Short-Term Responses of Soil Organic Carbon Pool and Crop Performance to Different Fertilizer Applicationsopen access
- Kim, Young-Nam; Cho, Young-Sang; Lee, Ji-Hyun; Seo, Han-Ryul; Kim, Bo-Hyun; Lee, Dan-Bi; Lee, Yong Bok; Kim, Kye-Hoon
- Issue Date
- fertilization; organic amendments; carbon sequestration; biogeochemical processes; Brassica rapa L. subsp. Pekinensis; crop yield; soil quality indicator
- AGRONOMY-BASEL, v.12, no.5
- Journal Title
- Some intensive farmers tend to expect short-term beneficial effects by applying soil amendments, but inconsistent fertilization practices are often conducted, causing economic losses and environmental problems. This study aimed at investigating the short-term application effects of different soil amendments on soil organic carbon (SOC) fractions, biogeochemical properties, and crop performance for finding the best land management approach using one-year field trial growing Chinese cabbages. This filed experiment was conducted in 2020 and included eight fertilizer treatments: control (w/o fertilizers), chemical fertilizer (CF), manure compost (MC), double MC amount (2MC), CF + MC, CF + rice husk (RH), MC + RH, and CF + MC + RH. As a result, the concentrations of recalcitrant to labile C forms, including Loss-On-Ignition C (LOIC), Walkley-Black C, permanganate oxidizable C (PDXC), and microbial biomass C, were the highest in a mixture of MC and RH and 2MC. Additionally, the treatment with the largest difference from the control in key soil parameters was 2MC: bulk density (10%), total N (30%), available P (186%), and CO2 (433%) and N2O (825%) emissions, followed by MC + RH. Moreover, more than 20% higher fresh weight (FW) of cabbage was found in 2MC and MC + RH than in the control.

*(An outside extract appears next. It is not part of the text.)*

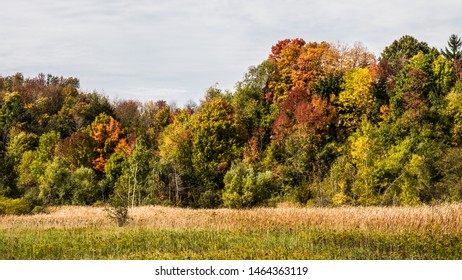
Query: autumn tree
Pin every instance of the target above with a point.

Therefore, these two organic amendments appeared to benefit SOC storage and overall soil biogeochemical processes, contributing to higher biomass crop production. Moreover, LOIC significantly correlated to bulk density, available P and K, and FW, while PDXC significantly correlated to N concentration in plants, indicating the short-term fertilization effects on the status of SOC fractions and the qualities of soil and plant by applying soil amendments. Overall, our findings suggest that applying MC + RH would be an alternative to replace the conventional farming practices for promoting soil quality and crop performance, but further studies to sustain the application effects of this amendment should be monitored for longer durations.